A lengthy fitness to practise hearing that took wrapped up on October 3 resulted in conditions being placed on the licenses of Vishal Sood, Mohammed Yusuf Shabbir and Afreen Afzal after a December 2020 inspection raised wide-ranging concerns about how the business approached patient safety and how it worked with prescribing partner companies, including the controversial GenderGP

Mr Sood and Mr Shabbir were both directors of the Scottish company, with Mr Sood also filling the role of superintendent pharmacist at the relevant time. Ms Afzal is married to Mr Shabbir, and like him and Mr Sood worked a number of shifts as a responsible pharmacist during which she dispensed OTC and prescription medicines. However, she was not involved in running the company.

‘Entirely naïve’ about online dispensing models

The company had been trading for four months and grown its monthly turnover from £2,500 to £89,000 when the GPhC inspector visited in late 2020, having been tipped off by the MHRA that it was ordering large volumes of codeine linctus and Phenergan – which can be used together to make a commonly used and highly addictive substance known as ‘purple drank’. 

It was found that in the four months since opening, the pharmacy had sold thousands of codeine linctus bottles, including five transactions where the medicine was supplied alongside Phenergan to the same address and 12 repeat sales of codeine linctus to the same person or address. Mr Shabbir told the inspector the pharmacy charged £19.99 for codeine linctus, with the "high price" intended "to act as a deterrent". 

An opioid safety policy was in place but there was “no evidence” the business monitored its sales to enforce compliance, the inspector found – and despite shelling out £10,000 on software to assist with ID checks and prevent ‘fraudulent’ opioid purchases, the team did not have appropriate systems in place to monitor the results of these checks.

Concerns were also raised around online pathways that allowed patients to select medicines and the quantity they wished to purchase before a consultation had taken place and around the company’s failure to keep records of its communications with patients and prescribers, among other issues. 

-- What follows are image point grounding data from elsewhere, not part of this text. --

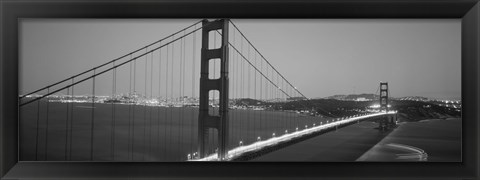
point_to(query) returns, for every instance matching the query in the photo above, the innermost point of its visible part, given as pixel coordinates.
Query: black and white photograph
(257, 90)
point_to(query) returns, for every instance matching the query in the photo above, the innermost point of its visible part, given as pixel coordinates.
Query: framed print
(379, 89)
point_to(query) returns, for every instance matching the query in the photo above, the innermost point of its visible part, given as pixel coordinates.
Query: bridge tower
(384, 96)
(207, 121)
(388, 121)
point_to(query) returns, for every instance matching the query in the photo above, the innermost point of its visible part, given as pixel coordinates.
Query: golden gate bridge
(202, 93)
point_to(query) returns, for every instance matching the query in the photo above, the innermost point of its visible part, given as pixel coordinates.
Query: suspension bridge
(203, 93)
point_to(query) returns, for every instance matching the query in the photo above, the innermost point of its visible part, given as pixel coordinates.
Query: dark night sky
(320, 57)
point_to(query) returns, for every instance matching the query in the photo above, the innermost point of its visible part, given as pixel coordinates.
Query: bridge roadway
(239, 151)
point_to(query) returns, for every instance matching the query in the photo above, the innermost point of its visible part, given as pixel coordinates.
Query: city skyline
(80, 44)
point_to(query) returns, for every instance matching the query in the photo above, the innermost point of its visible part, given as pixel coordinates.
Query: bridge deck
(239, 151)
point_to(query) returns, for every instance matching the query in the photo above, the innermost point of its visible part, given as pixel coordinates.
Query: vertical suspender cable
(66, 125)
(71, 120)
(145, 106)
(37, 128)
(159, 97)
(92, 125)
(193, 90)
(46, 130)
(114, 96)
(167, 103)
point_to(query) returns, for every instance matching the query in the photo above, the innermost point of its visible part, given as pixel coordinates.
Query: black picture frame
(467, 10)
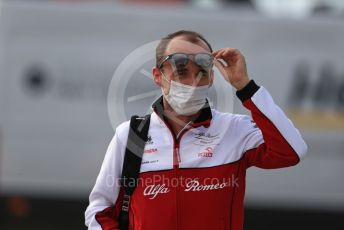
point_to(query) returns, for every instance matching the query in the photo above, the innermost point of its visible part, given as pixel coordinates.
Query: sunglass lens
(180, 60)
(204, 60)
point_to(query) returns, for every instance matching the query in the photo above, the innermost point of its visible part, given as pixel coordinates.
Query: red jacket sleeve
(282, 144)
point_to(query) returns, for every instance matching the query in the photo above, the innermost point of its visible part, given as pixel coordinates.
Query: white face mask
(186, 99)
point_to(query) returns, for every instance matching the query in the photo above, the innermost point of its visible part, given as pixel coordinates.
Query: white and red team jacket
(196, 180)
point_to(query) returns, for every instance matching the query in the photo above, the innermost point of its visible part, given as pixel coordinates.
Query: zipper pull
(178, 156)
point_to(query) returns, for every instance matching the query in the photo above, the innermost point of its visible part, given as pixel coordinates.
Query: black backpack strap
(137, 137)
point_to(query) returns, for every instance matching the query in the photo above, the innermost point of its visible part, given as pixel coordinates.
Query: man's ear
(157, 76)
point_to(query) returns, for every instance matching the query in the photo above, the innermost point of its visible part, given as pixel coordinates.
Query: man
(194, 164)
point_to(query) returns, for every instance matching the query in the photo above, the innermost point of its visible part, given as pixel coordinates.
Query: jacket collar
(203, 119)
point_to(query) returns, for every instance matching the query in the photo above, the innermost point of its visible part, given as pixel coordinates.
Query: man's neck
(177, 122)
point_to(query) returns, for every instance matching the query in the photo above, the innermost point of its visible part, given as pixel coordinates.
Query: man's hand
(235, 67)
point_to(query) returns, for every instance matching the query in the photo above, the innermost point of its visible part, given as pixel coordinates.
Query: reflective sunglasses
(204, 60)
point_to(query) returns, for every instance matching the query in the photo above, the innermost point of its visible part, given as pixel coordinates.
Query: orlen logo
(208, 152)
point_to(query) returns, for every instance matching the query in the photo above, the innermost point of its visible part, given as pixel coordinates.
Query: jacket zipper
(176, 161)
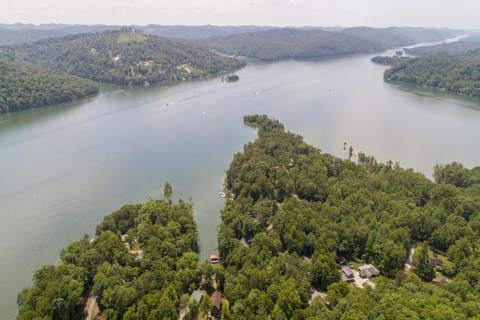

Mr Shabbir, who had worked as a locum pharmacist before starting the business with Mr Sood, told the GPhC’s fitness to practise committee he was “entirely naïve about the very different model of online pharmacy” and “out of his depth,” with the “huge and exponential demand” for online services taking them by surprise.  

Work with GenderGP

The pharmacy also came under scrutiny for its work with GenderGP, an online prescribing service using overseas doctors to issue cross-sex hormones and other products to patient cohorts that included children. 

Out of 260 prescriptions from GenderGP that the pharmacy dispensed, 170 were for under-18s and six were for children aged 11 and under. The pharmacy subsequently stopped working with GenderGP due to its concerns around the prescriber’s business model and approach to safety. 

Mr Shabbir acknowledged that he had failed to conduct the appropriate checks and had treated gender medicine “just like a community pharmacy” rather than a “specialised area of care”. He believed GenderGP was regulated by the Care Quality Commission, which it was not, and had requested details of its policies and procedures but never received them. 

The company stopped working with GenderGP soon after the inspection, and now refuses to work with any prescriber who works solely in private practice. 

Sanctions in place for a year

Mr Shabbir is still running the business, and since the 2020 inspection has overhauled its approach to safeguarding, with a follow-up inspection in August 2022 finding that appropriate measures had been implemented. He has also undertaken extensive CPD and in-person training, and in July 2023 joined the Digital Clinical Excellence Network (DICE), which works with professional bodies to “shape the future of digital healthcare”.  

Mr Sood left the company in September 2021 and now works as a locum pharmacist, as does Ms Afzal. 

While the FtP committee noted the remedial steps taken by Mr Sood and Mr Shabbir since 2020 and found the three pharmacists were unlikely to repeat the actions in question, it determined that sanctions were necessary to recognise the seriousness of their breaches of the professional code and uphold the public interest.   

By way of sanction, the three pharmacists were told they must not work as a superintendent pharmacist and must find workplace supervisors to help them draw up personal development plans aimed at addressing areas of their practice, among other conditions of practice that will remain in place for all three for 12 months.